In its regulatory impact analysis, CMS estimated that approximately 35 organizations would apply to become qualified entities, of which about 25 would be approved. The majority of these would be community quality collaboratives. Entities would on average provide reports on about 4750 doctors and 250 hospitals. CMS would provide data to the organizations at cost, which would be about $40,000 a year. CMS estimates that initially about 25 percent of providers would appeal their performance calculations.
Proposed MEWA Fraud And Abuse Rules
Finally, on December 5, 2011, the Employee Benefits Security Administration of the Department of Labor released two proposed rules affecting multiple-employer welfare arrangements (MEWAs). MEWAs are often marketed to small employers as a cheap alternative to traditional insurance. Although some are legitimate, there is a long history of fraudulent and abusive MEWA marking practices and of financial instability.

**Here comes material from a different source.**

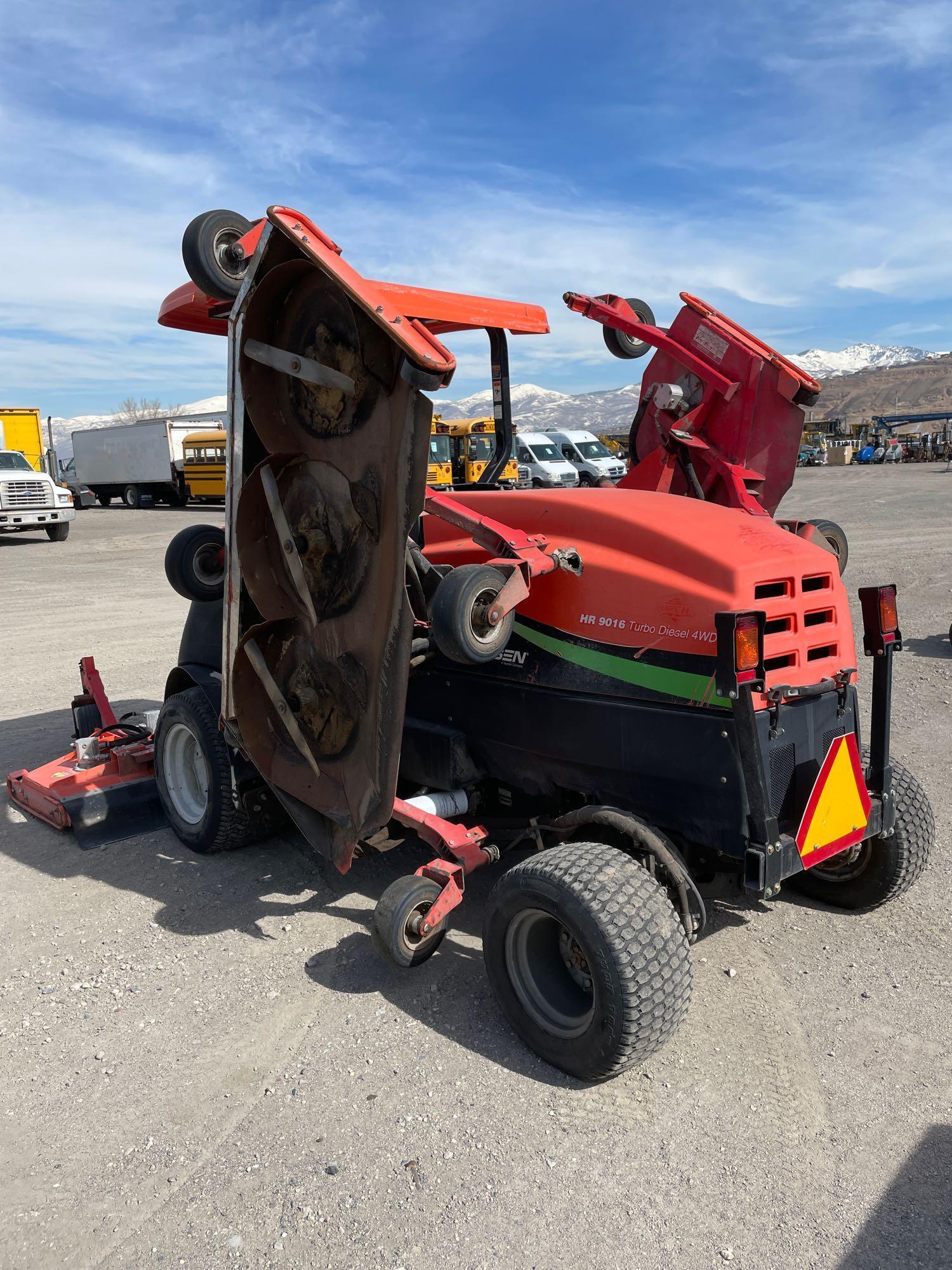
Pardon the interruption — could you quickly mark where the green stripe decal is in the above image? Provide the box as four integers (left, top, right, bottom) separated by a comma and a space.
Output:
514, 621, 730, 710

MEWAs are subject to federal regulation under ERISA, and many are subject to some level of state regulation as well, yet MEWAs have proved remarkably adept at dodging regulatory requirements. Not infrequently, small businesses and their employees have been left to pay their own medical bills after MEWAs have disappeared, their funds drained by excessive payments to their owners and operators or through simple embezzlement.
The proposed regulations, which are quite technical, implement provisions of the ACA requiring MEWAs to register with the DOL before operating in a state, or face substantial penalties. The DOL has published both a new registration form and a reporting form, which MEWAs must file annually to allow DOL to monitor their financial stability and practices. The proposed rules also will implement ACA provisions allowing the DOL to issue cease and desist orders when it appears that a MEWA “is fraudulent, creates an immediate danger to the public safety or welfare, or is causing or can be reasonably expected to cause significant, imminent, and irreparable public injury.” Finally, the proposed rules allow DOL to seize MEWA assents when there is probable cause to believe that a MEWA is in a financially hazardous condition.